Copropriété : de plus en plus d’impayés portés devant les tribunaux

le 18 mars 2019

Les juridictions sont confrontées à une hausse de 29 % des impayés de copropriété depuis 10 ans. La rénovation des immeubles et la hausse des charges ont fragilisé de nombreux copropriétaires qui ne peuvent plus payer leurs charges.

Copropriété : de plus en plus d’impayés portés devant les tribunaux

© Franck Paubel

La situation financière des copropriétaires ne cesse de se dégrader ! Les chiffres communiqués par le ministère de la Justice confirment le constat dressé par de nombreux observateurs. Les copropriétaires éprouvent en effet de plus en plus de difficultés à payer leurs charges de copropriété.

Impayés : deux tiers des contentieux. Entre 2007 et 2017, les impayés de charges examinés par les tribunaux de grande instance, les tribunaux d’instance et les juges de proximité, ont bondi de 29 %. « Un grand nombre d’immeubles construits après-guerre nécessitent d’importants travaux de rénovation », explique Claude Pouey, responsable de l’observatoire de charges de l’Arc, une association qui conseille les conseils syndicaux. « Certains copropriétaires après avoir payé les travaux ne peuvent plus s’acquitter de leurs charges de copropriété qui ont bondi de 37 % depuis 10 ans.

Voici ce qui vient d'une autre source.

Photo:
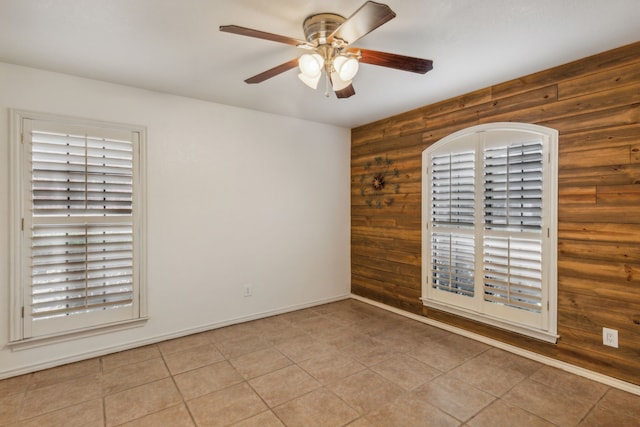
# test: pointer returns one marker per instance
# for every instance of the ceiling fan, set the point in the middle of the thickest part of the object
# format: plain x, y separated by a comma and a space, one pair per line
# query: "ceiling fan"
328, 48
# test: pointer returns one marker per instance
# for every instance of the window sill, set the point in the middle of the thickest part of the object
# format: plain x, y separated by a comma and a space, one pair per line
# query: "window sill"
479, 317
42, 341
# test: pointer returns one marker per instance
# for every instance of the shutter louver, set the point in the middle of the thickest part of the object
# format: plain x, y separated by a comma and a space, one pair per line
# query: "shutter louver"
82, 247
81, 176
452, 263
513, 187
512, 272
452, 189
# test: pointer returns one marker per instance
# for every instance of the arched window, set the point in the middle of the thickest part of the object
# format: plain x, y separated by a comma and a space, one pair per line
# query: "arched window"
489, 226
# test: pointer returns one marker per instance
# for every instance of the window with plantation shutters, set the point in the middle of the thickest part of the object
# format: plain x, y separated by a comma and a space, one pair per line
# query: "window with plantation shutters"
81, 234
489, 217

Ce qui génère des impayés importants. »

L’Ile-de-France très touchée. Sans surprise, c’est l’Ile-de-France qui est la région la plus touchée par ces impayés avec 43 % des demandes adressées aux juridictions. Logique tant la copropriété est un statut juridique très répandu en Ile-de-France composée majoritairement d’immeubles. La capitale représente 11 % des demandes de paiement. Des charges de copropriété plus élevées qu’en province avec la présence d’ascenseurs, des immeubles vétustes nécessitant des travaux importants ont fragilisé la situation de certains copropriétaires. « Certains acquéreurs qui voulaient absolument habiter Paris ont sans doute mal appréhendé le montant des travaux qu’ils ont dû financer », pointe Claude Pouey qui milite pour une meilleure information donnée aux futurs copropriétaires avec l’estimation du coût de futurs travaux.

Symbole de ces difficultés : le nombre de copropriétés en difficultés. En 2017, 885 demandes ont été adressées par les syndics aux TGI pour la désignation d’un administrateur provisoire pour la gestion de la copropriété. Dès que les impayés atteignent 25 % du budget prévisionnel, les syndics doivent en effet saisir le président du TGI car les prestataires ne sont plus payés, les immeubles plus entretenus et les copropriétaires solvables vendent. Ces problèmes sont particulièrement aigus en Seine-Saint-Denis, dans les Hauts-de-Seine et en Martinique, ces départements représentant respectivement 29, 9,6 et 9 % des demandes de désignation d’un administrateur provisoire. Des chiffres qui ne surprennent pas outre mesure Claude Pouey. « En Seine-Saint-Denis et dans les Hauts-de-Seine, les immeubles ont été construits pendant les 30 Glorieuses en dehors de toute réglementation thermique et sans normes. Les besoins de travaux y sont très importants mais les copropriétaires ne peuvent pas payer. »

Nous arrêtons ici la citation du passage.